Album perdu, inédit, oublié, d'un grand nom du jazz et du psyché brésilien (et donc de la MPB au sens large), le multi instrumentiste flûtiste de prédilection au look de père Noël des tropiques, Hermeto Pascoal.
Son nom ne vous parle pas, mais dans les années 60-70 il a une certaine notoriété outre-atlantique dans les cercles jazz, notamment grâce à l'admiration que lui voue un certain Miles Davis, qui le considère comme un des meilleurs musiciens de son temps, et qui l'invite sur son Live-Evil de 71 pour reprendre avec lui certaines des compos du brésilien, rien que ça.
Le reste de la discographie publié, riche et dense, recèle quelques pépites encore ici méconnues et qu'il me tarde de découvrir, mais cet album enregistré en 76 avec la fine fleur locale (dont certains n'ont jamais été recrédités depuis ailleurs et avaient par conséquent sombré dans un double oubli) est la merveille qui m'intéresse à présent. 4 titres, dont une face B monumentale de 26 minutes qui n'a rien à envier au Sun Ra de la grande époque.
On commence en douceur avec le swing tropical inaugural Dança do pajé, qui fait doucement monter la sauce et la température à coups de flûte malicieuse, de percussions, de cris tribau et de bruitages forestiers, puis on bascule dans le psyché / free jazz à la Don Cherry façon Brown Rice pour deux morceaux complètement frappés et moites où la forme éclate, et où ne subsistent que l'atmosphère et le groove, bestiaux. La forêt brésilienne exsude par tous les pores de ce jazz mutant, protéiforme et inventif, qui sait ménager des moments torrides comme des pauses langoureuses quasi bucoliques - imaginez déboucher sur une clairière où glissent quelques papillons colorés juste après avoir échappé à un fauve dans la pénombre luxuriante de la canopée.

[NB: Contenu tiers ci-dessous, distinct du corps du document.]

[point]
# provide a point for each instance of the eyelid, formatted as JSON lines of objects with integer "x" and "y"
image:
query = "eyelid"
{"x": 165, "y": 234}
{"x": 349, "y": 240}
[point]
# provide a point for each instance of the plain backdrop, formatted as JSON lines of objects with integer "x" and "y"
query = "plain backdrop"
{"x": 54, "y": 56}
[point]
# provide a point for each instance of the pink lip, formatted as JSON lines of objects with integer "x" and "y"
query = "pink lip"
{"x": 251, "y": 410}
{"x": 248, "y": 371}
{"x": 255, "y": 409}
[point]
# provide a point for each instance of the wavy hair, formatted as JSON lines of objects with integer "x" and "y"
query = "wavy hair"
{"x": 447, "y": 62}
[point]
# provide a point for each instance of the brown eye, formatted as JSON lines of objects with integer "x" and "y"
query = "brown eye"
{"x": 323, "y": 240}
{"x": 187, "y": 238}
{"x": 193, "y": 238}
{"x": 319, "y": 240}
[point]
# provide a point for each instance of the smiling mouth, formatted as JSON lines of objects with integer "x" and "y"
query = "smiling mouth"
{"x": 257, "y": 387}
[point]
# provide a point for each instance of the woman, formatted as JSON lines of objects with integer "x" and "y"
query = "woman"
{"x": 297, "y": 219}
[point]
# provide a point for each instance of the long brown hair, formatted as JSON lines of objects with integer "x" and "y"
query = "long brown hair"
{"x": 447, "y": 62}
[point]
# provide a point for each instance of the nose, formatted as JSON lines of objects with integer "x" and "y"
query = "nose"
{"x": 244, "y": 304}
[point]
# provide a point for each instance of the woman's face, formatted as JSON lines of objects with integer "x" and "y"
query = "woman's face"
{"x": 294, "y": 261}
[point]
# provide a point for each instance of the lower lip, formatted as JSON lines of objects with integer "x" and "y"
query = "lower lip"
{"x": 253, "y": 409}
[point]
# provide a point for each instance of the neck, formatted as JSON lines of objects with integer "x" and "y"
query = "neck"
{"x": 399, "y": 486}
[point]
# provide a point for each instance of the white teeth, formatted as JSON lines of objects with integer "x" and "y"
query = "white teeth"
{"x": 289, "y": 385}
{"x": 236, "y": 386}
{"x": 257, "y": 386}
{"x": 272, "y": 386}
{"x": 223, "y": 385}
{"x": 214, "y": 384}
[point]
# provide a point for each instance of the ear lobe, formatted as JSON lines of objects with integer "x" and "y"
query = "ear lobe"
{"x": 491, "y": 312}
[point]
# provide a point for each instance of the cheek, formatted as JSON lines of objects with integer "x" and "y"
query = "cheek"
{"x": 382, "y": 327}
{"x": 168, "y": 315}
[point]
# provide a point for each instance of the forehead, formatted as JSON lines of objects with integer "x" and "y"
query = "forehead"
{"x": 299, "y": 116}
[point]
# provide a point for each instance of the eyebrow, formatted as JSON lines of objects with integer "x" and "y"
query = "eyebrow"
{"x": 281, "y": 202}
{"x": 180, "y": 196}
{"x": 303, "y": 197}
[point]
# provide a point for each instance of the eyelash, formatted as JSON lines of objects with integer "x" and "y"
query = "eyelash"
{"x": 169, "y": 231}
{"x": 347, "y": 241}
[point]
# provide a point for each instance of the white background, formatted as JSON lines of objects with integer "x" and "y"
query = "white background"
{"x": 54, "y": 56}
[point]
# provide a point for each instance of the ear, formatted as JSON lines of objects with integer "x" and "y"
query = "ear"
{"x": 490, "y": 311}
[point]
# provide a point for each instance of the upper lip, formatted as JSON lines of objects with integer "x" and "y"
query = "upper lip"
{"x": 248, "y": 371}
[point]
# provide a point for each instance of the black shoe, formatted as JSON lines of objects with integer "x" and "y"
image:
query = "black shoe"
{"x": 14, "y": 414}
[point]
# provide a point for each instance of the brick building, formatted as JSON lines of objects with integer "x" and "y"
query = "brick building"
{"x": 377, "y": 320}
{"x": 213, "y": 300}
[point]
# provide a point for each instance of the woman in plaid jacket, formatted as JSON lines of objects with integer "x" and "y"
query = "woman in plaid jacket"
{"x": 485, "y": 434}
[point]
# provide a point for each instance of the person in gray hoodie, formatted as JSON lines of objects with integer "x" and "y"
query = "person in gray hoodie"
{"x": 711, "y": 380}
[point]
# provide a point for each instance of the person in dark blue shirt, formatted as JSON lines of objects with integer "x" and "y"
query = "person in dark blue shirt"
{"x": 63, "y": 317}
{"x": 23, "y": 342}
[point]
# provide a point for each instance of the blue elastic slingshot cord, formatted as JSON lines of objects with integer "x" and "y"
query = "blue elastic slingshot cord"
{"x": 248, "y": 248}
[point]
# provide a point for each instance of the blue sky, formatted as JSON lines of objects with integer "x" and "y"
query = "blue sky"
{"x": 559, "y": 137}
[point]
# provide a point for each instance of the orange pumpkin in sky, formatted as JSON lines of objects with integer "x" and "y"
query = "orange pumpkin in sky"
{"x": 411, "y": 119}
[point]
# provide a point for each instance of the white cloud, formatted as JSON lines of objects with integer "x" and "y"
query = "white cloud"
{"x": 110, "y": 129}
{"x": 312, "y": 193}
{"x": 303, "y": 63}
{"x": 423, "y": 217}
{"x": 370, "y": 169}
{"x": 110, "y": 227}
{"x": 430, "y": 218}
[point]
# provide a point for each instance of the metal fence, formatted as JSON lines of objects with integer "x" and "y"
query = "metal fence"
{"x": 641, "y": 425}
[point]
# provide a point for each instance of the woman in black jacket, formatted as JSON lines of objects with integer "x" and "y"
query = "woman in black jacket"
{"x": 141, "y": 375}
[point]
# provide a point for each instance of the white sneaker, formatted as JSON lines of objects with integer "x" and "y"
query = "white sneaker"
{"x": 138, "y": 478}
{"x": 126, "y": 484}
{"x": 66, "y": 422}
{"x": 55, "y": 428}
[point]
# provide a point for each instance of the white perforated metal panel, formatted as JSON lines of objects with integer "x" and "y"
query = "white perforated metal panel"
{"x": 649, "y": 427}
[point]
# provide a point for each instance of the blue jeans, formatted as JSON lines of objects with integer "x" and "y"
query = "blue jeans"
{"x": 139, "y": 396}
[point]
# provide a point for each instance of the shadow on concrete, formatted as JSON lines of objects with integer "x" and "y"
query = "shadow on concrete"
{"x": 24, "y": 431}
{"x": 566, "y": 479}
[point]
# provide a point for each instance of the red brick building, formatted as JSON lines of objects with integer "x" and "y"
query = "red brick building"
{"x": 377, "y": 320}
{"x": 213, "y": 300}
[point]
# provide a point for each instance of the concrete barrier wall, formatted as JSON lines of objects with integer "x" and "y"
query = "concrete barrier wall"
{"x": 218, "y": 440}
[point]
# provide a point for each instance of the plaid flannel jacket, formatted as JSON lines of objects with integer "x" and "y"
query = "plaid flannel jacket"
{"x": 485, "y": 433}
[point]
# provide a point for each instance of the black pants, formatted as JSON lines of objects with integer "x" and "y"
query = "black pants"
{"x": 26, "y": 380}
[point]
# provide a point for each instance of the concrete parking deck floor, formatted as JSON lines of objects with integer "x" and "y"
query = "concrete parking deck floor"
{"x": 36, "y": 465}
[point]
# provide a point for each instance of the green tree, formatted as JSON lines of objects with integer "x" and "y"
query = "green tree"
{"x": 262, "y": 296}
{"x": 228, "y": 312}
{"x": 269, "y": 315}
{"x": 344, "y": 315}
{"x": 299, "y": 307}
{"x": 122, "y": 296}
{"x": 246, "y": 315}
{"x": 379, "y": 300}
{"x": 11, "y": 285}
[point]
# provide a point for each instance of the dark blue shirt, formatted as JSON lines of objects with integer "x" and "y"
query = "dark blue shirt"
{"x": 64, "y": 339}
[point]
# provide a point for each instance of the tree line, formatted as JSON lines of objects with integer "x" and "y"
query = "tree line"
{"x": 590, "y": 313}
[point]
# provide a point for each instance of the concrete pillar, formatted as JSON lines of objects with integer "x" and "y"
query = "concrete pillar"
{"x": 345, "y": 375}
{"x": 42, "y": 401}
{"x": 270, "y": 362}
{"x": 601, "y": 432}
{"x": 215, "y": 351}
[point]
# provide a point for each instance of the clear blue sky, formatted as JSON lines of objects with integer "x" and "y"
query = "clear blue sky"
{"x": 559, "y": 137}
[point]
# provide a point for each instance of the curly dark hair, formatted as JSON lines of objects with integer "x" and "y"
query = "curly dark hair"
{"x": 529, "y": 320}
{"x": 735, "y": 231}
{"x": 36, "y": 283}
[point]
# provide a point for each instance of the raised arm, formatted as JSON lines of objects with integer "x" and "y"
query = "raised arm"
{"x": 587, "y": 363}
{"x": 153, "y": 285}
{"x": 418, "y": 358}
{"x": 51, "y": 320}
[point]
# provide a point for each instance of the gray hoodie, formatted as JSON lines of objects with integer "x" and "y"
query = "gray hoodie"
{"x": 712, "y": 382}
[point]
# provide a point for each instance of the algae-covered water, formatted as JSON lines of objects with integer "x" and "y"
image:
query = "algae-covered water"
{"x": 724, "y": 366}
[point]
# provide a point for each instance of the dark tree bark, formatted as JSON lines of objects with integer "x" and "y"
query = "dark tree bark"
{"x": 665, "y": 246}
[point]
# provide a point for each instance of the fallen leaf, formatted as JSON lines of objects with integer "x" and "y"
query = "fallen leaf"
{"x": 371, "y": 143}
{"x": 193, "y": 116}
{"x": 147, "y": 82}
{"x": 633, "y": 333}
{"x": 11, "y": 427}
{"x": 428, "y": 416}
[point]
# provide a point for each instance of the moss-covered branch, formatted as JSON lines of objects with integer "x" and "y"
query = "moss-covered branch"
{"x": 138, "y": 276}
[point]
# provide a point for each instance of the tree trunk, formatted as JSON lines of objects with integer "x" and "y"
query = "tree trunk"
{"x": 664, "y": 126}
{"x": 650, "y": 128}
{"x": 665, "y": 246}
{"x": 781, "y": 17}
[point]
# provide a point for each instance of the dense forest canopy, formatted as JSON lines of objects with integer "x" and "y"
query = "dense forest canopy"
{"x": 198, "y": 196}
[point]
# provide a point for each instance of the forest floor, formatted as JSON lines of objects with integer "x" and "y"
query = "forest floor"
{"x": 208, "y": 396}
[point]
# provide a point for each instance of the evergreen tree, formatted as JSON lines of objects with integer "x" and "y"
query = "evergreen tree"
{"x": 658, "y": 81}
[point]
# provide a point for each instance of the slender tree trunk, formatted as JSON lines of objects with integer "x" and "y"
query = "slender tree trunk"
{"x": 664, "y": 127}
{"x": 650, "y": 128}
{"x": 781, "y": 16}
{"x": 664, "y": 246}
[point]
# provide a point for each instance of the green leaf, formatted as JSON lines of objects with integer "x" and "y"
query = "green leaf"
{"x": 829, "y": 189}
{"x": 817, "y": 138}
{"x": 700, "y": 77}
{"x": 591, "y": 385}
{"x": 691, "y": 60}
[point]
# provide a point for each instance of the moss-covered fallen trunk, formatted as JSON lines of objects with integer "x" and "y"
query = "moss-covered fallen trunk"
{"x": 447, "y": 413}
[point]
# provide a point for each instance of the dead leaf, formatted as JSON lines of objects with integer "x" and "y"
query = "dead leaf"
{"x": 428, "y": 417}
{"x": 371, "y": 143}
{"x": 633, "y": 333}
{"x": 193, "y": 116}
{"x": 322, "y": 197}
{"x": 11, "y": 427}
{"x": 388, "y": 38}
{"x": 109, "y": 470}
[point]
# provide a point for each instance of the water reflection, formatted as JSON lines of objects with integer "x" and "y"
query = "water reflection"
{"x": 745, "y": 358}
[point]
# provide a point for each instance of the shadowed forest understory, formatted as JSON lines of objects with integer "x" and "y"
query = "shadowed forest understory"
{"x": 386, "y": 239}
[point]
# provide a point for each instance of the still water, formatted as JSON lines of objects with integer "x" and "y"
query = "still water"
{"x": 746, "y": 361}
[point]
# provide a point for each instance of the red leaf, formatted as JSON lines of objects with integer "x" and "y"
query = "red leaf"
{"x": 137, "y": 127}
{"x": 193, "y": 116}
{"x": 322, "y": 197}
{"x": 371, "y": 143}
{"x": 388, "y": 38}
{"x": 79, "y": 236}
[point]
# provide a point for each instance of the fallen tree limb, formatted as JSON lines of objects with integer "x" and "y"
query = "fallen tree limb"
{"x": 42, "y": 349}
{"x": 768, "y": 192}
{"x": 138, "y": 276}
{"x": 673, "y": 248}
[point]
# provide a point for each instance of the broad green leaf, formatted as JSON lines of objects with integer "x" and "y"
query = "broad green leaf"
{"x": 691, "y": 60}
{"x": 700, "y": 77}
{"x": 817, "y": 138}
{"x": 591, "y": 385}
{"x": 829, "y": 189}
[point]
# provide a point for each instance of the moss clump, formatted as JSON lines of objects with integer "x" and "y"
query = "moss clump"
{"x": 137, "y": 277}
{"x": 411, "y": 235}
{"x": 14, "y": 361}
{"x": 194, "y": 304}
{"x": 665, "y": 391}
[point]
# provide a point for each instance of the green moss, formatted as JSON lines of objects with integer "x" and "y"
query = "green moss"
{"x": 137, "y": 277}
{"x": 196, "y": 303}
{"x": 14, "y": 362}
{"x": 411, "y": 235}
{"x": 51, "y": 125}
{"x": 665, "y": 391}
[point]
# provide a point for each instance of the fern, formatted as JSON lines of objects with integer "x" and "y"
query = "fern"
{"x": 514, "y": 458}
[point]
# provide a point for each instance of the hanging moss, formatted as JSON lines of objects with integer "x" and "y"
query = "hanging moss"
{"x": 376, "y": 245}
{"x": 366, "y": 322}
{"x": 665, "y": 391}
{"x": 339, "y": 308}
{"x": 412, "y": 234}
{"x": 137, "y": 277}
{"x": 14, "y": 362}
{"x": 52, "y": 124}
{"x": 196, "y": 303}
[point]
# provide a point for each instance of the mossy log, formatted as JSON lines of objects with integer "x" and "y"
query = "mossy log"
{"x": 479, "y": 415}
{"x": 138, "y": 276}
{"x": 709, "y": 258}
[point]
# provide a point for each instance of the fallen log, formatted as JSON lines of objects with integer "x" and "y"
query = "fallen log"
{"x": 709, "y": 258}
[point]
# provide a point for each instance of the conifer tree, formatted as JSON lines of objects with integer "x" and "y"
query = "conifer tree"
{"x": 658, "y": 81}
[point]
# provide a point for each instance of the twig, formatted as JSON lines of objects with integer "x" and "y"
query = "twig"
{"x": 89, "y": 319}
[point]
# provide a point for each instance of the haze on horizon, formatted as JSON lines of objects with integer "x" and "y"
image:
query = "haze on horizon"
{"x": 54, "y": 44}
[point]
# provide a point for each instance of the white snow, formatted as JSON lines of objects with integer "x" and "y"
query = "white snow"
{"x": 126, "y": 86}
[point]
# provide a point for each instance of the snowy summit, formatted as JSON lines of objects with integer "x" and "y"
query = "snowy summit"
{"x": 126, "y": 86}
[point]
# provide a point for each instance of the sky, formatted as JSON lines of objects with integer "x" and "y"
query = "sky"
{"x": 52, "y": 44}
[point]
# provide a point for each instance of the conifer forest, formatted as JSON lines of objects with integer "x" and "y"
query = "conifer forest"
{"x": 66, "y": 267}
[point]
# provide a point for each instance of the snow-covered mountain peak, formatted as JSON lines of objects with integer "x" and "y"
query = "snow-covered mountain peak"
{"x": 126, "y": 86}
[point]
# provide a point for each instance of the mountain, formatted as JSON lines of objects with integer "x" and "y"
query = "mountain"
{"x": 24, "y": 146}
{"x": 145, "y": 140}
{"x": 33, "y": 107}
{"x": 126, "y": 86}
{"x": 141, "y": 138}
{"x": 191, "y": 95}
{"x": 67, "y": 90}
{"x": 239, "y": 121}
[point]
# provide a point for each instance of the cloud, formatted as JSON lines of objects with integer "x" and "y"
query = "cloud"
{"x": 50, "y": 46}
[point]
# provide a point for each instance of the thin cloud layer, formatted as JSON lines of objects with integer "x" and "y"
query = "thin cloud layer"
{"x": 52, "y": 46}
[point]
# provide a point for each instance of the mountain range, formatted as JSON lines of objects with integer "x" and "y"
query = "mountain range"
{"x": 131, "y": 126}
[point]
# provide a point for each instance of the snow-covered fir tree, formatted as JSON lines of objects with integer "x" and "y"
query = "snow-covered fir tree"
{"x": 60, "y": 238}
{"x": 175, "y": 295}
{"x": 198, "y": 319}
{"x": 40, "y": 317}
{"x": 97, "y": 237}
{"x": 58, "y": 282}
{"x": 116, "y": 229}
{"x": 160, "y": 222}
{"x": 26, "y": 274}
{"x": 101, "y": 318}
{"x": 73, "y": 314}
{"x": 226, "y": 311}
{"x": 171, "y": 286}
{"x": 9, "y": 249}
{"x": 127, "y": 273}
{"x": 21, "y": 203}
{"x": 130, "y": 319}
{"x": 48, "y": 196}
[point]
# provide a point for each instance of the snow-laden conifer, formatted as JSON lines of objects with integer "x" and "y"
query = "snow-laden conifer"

Mais si l'ouverture reste peut-être le moment le plus brillant du disque par son efficacité et sa construction, la pièce de résistance que constitue l'étrangement nommée Casinha Pequenina (la toute petite maison) nous embarque pendant 26 minutes dans un free jazz fou furieux mais toujours léger et apollinien. Contrairement à certaines embardées obscures d'un Sun Ra, qui trop peu mélodique et axé cérébral nous perd en route, où à la boursouflure cathartique d'un Archie Shepp - qu'on apprécie tous deux pour des raisons qui leur sont propres - la formation menée par Hermeto guette le firmament et les astres, se vautre dans le soleil et l'eau fraîche, éclate les fruits tropicaux en enchaînant les soli rutilants. La flûte disparaît quelques temps au profit des claviers, des saxophones ou de la trompette, le batteur se cale un petit solo pas piqué des vers en fin de parcours mais rien ne semble forcé, tout coule comme de l'eau de source dans cette musique du pays qui par la libation et l'expression musicale libre s'évadait du carcan militariste de la dictature. Une oasis de fraîcheur, de sensualité et de jovialité à découvrir de toute urgence.